Desistere da obiettivi irraggiungibili è una scelta strategica e non un fallimento

di Stefania Attanasio

Colui che si dimostra capace di perseguire con determinazione e spirito combattivo i propri obiettivi, è considerato un virtuoso. La “persistenza” favorisce lo sviluppo e la realizzazione delle potenzialità personali ed è considerata, in particolare nella cultura occidentale, come necessaria all’individuo per raggiungere l’autorealizzazione. È il motto statunitense «Yes, you can!»

Con lo sviluppo delle scienze psicologiche sono state proposte evidenze empiriche di tale assunto, correlandolo al benessere soggettivo e attestando la relazione negativa tra persistenza e alcune condizioni disfunzionali quali stress e depressione.

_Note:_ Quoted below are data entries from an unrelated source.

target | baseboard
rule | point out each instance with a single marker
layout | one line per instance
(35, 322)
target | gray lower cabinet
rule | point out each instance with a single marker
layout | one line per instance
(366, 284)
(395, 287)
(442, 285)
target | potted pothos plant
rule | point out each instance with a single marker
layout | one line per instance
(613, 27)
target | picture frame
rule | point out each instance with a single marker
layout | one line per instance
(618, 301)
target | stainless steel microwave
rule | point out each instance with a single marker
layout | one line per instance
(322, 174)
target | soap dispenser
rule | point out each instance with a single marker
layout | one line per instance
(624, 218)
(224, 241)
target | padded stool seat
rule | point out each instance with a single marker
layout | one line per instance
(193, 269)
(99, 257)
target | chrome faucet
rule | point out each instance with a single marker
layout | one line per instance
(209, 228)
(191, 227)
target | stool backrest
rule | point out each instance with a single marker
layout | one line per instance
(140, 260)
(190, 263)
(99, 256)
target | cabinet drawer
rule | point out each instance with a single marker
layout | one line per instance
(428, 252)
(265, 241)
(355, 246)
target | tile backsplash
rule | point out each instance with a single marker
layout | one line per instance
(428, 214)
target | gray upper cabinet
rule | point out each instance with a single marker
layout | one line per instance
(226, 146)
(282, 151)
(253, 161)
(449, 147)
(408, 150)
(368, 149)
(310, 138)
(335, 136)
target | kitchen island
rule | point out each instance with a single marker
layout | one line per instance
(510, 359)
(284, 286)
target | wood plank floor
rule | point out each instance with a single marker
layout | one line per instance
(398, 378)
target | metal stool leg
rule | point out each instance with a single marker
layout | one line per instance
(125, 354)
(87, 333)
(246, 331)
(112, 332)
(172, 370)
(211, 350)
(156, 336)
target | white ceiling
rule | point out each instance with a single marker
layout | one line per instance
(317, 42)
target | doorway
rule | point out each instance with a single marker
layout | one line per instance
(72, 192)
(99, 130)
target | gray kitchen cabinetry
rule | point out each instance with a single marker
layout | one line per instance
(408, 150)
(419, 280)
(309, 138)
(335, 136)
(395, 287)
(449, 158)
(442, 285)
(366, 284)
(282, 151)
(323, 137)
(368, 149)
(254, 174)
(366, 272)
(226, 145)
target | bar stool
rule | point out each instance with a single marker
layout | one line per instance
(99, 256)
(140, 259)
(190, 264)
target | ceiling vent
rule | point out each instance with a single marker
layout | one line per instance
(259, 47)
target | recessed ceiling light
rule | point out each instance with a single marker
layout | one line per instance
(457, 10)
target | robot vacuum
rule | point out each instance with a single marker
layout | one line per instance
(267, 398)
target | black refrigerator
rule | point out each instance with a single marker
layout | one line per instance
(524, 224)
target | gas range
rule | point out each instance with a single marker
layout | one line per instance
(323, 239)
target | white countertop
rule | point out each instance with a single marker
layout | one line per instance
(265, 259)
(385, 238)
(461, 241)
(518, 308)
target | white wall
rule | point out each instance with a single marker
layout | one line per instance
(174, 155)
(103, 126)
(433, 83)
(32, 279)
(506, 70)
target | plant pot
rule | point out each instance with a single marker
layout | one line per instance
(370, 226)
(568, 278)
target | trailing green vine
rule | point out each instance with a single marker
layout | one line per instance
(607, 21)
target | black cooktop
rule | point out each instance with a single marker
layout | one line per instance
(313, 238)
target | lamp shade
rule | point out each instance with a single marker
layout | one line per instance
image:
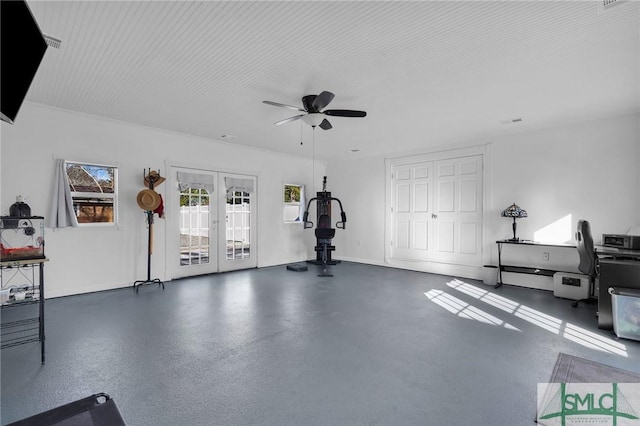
(313, 119)
(513, 211)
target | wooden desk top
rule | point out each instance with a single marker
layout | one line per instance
(535, 243)
(612, 251)
(10, 263)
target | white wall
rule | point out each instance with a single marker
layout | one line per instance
(586, 170)
(92, 259)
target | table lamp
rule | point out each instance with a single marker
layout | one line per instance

A questa linea di pensiero si contrappone quella che, senza demonizzare la tenacia, enfatizza i benefici del disinvestire in caso gli obiettivi siano estremamente ardui o impossibili da raggiungere. Uno degli articoli che supporta scientificamente il valore del “disimpegno” viene pubblicato da Miller & Wrosch nel 2007 con il titolo: “You’ve Gotta Know When to Fold ’Em”.

Gli autori presentano una ricerca longitudinale della durata di un anno volta a valutare, attraverso il monitoraggio di un biomarker, se la capacità di disinvestire da obiettivi irraggiungibili abbia ricadute sulla salute psico-fisica.

I risultati conseguiti attestano un incremento della proteina C-reattiva (CRP), indicativa di una condizione di infiammazione sistemica, nei casi in cui i soggetti esperiscono la difficoltà a perseguire efficacemente i propri obiettivi, dimostrandosi incapaci a disimpegnarsi da essi con un eventuale riformulazione delle mete.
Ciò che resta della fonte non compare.